LAUSR

Mixed-matrix membranes (MMMs) have been investigated to render energy-intensive separations more efficiently by combining the selectivity and permeability performance, robustness, and nonaging properties of the filler with the easy processing, handling, and scaling up of the polymer. However, truly combining all in one single material has proven very challenging. In this work, we filled a commercial polyimide with ultrahigh loadings of a high–aspect ratio, CO2-philic Na-SSZ-39 zeolite with a three-dimensional channel system that precisely separates gas molecules. By carefully designing both zeolite and MMM synthesis, we created a gas-percolation highway across a flexible and aging-resistant (more than 1 year) membrane. The combination of a CO2-CH4 mixed-gas selectivity of ~423 and a CO2 permeability of ~8300 Barrer outperformed all existing polymer-based membranes and even most zeolite-only membranes. Description Material design maximizes performance Zeolites are able to separate molecules with similar size and shape because of their well-defined, uniform pore size and specific adsorption properties.

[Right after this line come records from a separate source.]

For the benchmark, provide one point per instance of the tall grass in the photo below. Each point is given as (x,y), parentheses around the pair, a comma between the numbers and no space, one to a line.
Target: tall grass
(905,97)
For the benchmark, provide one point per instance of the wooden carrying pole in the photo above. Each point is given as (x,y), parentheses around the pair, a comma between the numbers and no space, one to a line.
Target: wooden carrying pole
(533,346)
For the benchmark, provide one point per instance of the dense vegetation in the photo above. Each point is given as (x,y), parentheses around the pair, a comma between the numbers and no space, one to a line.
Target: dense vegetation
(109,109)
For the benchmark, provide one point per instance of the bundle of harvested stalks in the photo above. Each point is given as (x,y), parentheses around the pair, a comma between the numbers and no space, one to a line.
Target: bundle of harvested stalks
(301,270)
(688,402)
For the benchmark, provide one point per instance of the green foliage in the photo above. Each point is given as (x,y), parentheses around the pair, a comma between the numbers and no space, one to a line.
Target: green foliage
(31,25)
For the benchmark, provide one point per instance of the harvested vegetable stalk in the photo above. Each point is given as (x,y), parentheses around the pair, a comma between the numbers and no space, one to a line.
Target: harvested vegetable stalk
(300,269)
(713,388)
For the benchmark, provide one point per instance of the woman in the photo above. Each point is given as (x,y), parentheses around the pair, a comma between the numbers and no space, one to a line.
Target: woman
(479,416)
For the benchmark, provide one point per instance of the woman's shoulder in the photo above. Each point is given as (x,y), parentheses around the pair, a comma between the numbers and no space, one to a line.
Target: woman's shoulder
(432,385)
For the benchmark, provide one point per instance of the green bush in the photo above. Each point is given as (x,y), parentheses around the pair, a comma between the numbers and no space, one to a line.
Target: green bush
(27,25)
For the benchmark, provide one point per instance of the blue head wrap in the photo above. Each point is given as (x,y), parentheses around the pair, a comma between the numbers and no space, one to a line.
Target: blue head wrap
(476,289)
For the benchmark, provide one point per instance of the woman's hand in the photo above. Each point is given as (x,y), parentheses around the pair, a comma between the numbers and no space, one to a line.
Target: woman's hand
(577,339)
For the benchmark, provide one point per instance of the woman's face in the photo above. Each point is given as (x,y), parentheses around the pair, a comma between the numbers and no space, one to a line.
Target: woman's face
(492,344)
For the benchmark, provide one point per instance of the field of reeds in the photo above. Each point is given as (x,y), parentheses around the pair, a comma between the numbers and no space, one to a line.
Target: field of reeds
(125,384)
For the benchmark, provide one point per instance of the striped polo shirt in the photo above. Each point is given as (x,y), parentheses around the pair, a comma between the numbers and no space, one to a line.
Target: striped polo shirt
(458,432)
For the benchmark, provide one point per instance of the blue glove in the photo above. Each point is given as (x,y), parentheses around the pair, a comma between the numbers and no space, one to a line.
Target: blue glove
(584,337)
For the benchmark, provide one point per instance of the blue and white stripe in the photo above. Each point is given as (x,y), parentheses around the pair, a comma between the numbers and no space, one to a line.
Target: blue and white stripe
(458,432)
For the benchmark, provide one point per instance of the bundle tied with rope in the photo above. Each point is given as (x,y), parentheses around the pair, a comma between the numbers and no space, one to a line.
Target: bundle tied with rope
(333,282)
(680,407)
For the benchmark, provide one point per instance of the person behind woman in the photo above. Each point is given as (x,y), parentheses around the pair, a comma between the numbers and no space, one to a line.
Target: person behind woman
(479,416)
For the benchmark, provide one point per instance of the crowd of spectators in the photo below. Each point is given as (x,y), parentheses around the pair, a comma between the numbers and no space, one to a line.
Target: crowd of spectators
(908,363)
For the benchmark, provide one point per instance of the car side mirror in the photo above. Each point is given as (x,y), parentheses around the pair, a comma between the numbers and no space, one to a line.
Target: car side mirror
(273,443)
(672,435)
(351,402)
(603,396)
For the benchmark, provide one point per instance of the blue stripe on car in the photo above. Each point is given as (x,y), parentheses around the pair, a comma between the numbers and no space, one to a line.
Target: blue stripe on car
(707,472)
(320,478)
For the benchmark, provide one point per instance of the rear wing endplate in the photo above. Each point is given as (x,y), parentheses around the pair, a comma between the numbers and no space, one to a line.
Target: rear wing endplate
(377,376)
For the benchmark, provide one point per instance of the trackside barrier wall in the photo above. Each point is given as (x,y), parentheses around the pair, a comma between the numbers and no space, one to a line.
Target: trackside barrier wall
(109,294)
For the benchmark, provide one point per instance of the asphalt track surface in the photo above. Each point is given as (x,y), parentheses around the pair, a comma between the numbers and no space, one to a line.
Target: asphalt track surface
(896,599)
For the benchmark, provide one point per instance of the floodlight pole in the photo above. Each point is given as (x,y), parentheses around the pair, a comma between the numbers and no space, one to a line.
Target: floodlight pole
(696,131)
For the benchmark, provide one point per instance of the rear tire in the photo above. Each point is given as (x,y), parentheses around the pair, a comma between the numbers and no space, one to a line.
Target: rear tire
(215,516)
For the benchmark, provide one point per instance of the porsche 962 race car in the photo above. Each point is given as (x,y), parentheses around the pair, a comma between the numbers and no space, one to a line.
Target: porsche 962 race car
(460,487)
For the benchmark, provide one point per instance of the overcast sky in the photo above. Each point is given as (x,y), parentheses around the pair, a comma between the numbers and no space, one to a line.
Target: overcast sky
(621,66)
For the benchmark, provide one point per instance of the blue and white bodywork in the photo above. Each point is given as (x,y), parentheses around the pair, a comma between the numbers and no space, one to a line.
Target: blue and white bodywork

However, it has been a challenge to retain these features when blending a zeolite with a polymeric matrix support. Tan et al. developed a method to put high loadings of the aluminosilicate SSZ-39, which is known for its attraction of carbon dioxide, into a commercial polyimide selected for its compatibility with the zeolite. The resulting mixed matrix membranes were flexible and defect free, showing excellent separation of carbon dioxide that even exceeded the performance of pure zeolite membranes. —MSL A well-designed zeolite-filled mixed matrix membrane outperforms zeolite-only membranes in gas separation.